Again, Buddha is speaking of creating in our mind a reaction of desire and pleasure which must in time result in aversion and pain when the liked object is lost or is discovered to not be what we originally thought it was. (“Where is the man/woman I married?” is a common plaint.)
Buddha is not telling us to be indifferent and unreacting like zombies, but is telling us not to artificially create what are only bonds to loss and sorrow. We make those experiences inevitable if we keep on creating them. He sums it up with these words:
From preference arises sorrow, from preference arises fear, but he who is freed from preference has no sorrow and certainly no fear (Dhammapada 212).
Sorrow and fear
From affection arises sorrow, from affection arises fear, but he who is freed from affection has no sorrow and certainly no fear.
From pleasure arises sorrow, from pleasure arises fear, but he who is freed from pleasure has no sorrow and certainly no fear.
From sensuality arises sorrow, from sensuality arises fear, but he who is freed from sensuality has no sorrow and certainly no fear.
From craving arises sorrow, from craving arises fear, but he who is freed from craving has no sorrow and certainly no fear (Dhammapada 213-216).
Here we find our own follies named, for none of these things exist in our hearts until we create them.
The dear one
Well may people hold dear the man who is endowed with morality and insight, who is well established in righteousness, a seer of the truth, and applying himself to his own business [duty] (Dhammapada 217).
This is an excellent list of the qualities of one who is worthy of our esteem.
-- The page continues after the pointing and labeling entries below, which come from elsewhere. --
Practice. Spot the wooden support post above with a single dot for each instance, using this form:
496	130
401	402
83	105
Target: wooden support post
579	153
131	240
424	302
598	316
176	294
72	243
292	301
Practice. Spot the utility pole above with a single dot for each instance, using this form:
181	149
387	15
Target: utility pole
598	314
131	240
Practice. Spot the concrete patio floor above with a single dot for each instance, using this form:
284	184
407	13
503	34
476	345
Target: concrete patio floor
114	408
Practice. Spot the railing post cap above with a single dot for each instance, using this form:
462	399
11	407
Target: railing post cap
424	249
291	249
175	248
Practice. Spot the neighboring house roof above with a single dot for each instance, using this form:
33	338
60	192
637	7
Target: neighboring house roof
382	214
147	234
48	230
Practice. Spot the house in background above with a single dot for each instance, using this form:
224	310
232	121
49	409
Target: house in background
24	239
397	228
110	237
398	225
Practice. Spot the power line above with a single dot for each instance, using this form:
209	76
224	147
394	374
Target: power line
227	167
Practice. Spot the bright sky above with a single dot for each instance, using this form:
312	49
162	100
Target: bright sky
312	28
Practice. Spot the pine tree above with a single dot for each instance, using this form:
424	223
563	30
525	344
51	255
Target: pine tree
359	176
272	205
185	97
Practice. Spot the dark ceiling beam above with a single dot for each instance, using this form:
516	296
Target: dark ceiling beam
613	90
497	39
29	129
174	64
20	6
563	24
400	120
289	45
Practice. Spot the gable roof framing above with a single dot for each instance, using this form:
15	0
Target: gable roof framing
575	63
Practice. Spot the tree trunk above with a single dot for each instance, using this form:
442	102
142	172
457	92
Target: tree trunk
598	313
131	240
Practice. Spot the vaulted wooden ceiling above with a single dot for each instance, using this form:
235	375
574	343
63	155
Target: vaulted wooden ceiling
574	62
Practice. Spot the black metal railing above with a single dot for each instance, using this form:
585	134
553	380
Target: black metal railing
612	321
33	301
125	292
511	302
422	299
We should look for them in anyone who claims to be seeking for higher awareness, and more importantly we should cultivate them in ourselves. But good as this description is, Buddha goes on to describe one who is not just right thinking and right acting, but who has caught the vision that impels the aspirant onward and upward to the Goal.
He whose longing has been aroused for the indescribable, whose mind has been quickened by it, and whose thought is not attached to sensuality is truly called one who is bound upstream (Dhammapada 218).
This is a description of one who has evolved to the point that internal realities are increasingly occupying his consciousness. As internal things become more real to him, external things become less and less real to him. A quiet and blessed revolution is taking place, not just in his thinking but in his consciousness. He is coming to know–not just assume or philosophize. As a piece of steel is drawn to the magnet, in the same way he is being drawn to the ultimate reality of Nirvana. His mind has become alive to Nirvana, for that is the sole Truth. He is not learning intellectually, but awakening spiritually. This being so, attachment to outer life is fading away in proportion to the emergence of inner experience gained through meditation. Such a one is a stream-enterer, one who is truly on the right path to Nirvana, and who will attain it if he continues without slacking or deviating.
Beyond this world
When a man who has been away a long time at last comes home safely from far away, his family, friends and acquaintances rejoice to see him back. In the same way, when a man who has done good goes from this world to the next, his good deeds receive him like relations welcoming a loved one back again (Dhammapada 219, 220).
In contrast to the childish egotism of “we will all be reunited with our loved ones over there,” Buddha tells the truth: at death–just as at birth–we meet our actions, our karma. For that is all we ever have. The dear man is met by his good deeds and by their power lifted to higher regions beyond the compulsion of earthly rebirth. And from those pure abodes of which Buddha frequently spoke he is enabled to attain Nirvana through unbroken cultivation of consciousness.